Une attente à redéfinir

 

Question de Jean et réponse de Jésus : Matthieu 11, 2-11
Autres lectures : Isaïe 35, 1-6a; Psaume 145(146); Jacques 5, 7-10

 

Les préparatifs battent leur plein. Dans dix jours, Noël sera déjà là. Qu’attendons-nous de la période de réjouissances qui se profile à l’horizon et dont les préparatifs sapent souvent nos énergies avant même de commencer ? Même dans le monde pastoral, c’est souvent la course pour finaliser la préparation des diverses célébrations. Bien des gens viennent à nous pour cette seule messe de l’année : on veut leur offrir quelque chose de beau, qui leur donnera peut-être le goût de revenir nous visiter. Mais qui est ce Jésus dont nous allons célébrer la venue parmi nous ? En ce troisième dimanche de l’Avent, l’évangile nous invite à nous demander, comme l’a fait Jean le Baptiste, quel Messie nous attendons.

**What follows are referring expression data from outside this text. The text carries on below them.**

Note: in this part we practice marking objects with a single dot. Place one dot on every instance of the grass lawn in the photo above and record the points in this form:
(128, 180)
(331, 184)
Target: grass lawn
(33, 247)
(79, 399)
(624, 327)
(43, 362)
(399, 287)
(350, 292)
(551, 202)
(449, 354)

Le projet de l’évangile de Matthieu

     En ce début d’année liturgique où nous amorçons notre cheminement avec Matthieu, un petit rappel peut s’avérer utile. Matthieu s’adresse à des Juifs qui attendent le Messie promis à travers les Écritures, depuis la promesse faite à Abraham et l’Alliance conclue avec Moïse. L’évangéliste présentera donc son Jésus comme celui qui était attendu, un nouveau Moïse qui renouvelle l’alliance inscrite aux cinq premiers livres de la Bible, le Pentateuque. Il le fera, entre autre, en articulant son évangile autour de cinq grands discours : le Sermon sur la montagne (5, 1 – 7, 29), le discours missionnaire (9, 35 – 11,1), le discours en paraboles (13, 1-52), le discours communautaire (18, 1-35) et le discours eschatologique (24, 1 – 25, 46). Matthieu aura à cœur d’inscrire sa présentation de Jésus Messie, à la fois dans la continuité avec l’histoire d’Israël, mais aussi en marquant la nouveauté que ce Jésus incarne par rapport aux attentes traditionnelles. L’extrait qui nous est proclamé aujourd’hui inaugure justement une série d’incompréhensions et de controverses qui culmineront dans le discours en paraboles, où seuls ceux à qui cela est donné auront la chance de connaître les mystères du Royaume (13, 11).  Car cette nouveauté ne sera pas toujours comprise, notamment par les responsables religieux de l’époque et même par les proches de Jésus, comme Jean le Baptiste.

Une attente à revoir

     En effet, Jean connaît Jésus puisqu’il l’a baptisé et, au-delà de ce que nos évangiles racontent, Jésus a probablement cheminé à la suite de Jean durant un certain temps : à l’époque, être baptisé par quelqu’un signifiait qu’on était son disciple. Quoi qu’il en soit, Jésus se sépare de Jean et, au lieu de se retirer au désert comme son mentor, il choisit de vivre parmi les gens de son peuple en enseignant et en faisant des guérisons. Jean attendait un Messie témoin de la colère de Dieu plutôt que de sa compassion (3, 7-12). Alors, de sa prison, il envoie les siens : Es-tu Celui qui doit venir ou devons-nous en attendre un autre ?  (11, 3) Autrement dit, Es-tu le Messie, celui que les Écritures annonçaient et que notre peuple attend ? Au dernier prophète de la première alliance, Jésus va répondre dans un langage que le Baptiste peut comprendre : en citant les Écritures. Sa réponse couvre différentes citations du prophète Isaïe, dont celle entendue aujourd’hui : Les yeux des aveugles verront et les oreilles des sourds s’ouvriront. Alors, le boiteux bondira comme un cerf… (Is 35, 5-6a). Jésus correspond donc bien aux attentes, mais à sa manière.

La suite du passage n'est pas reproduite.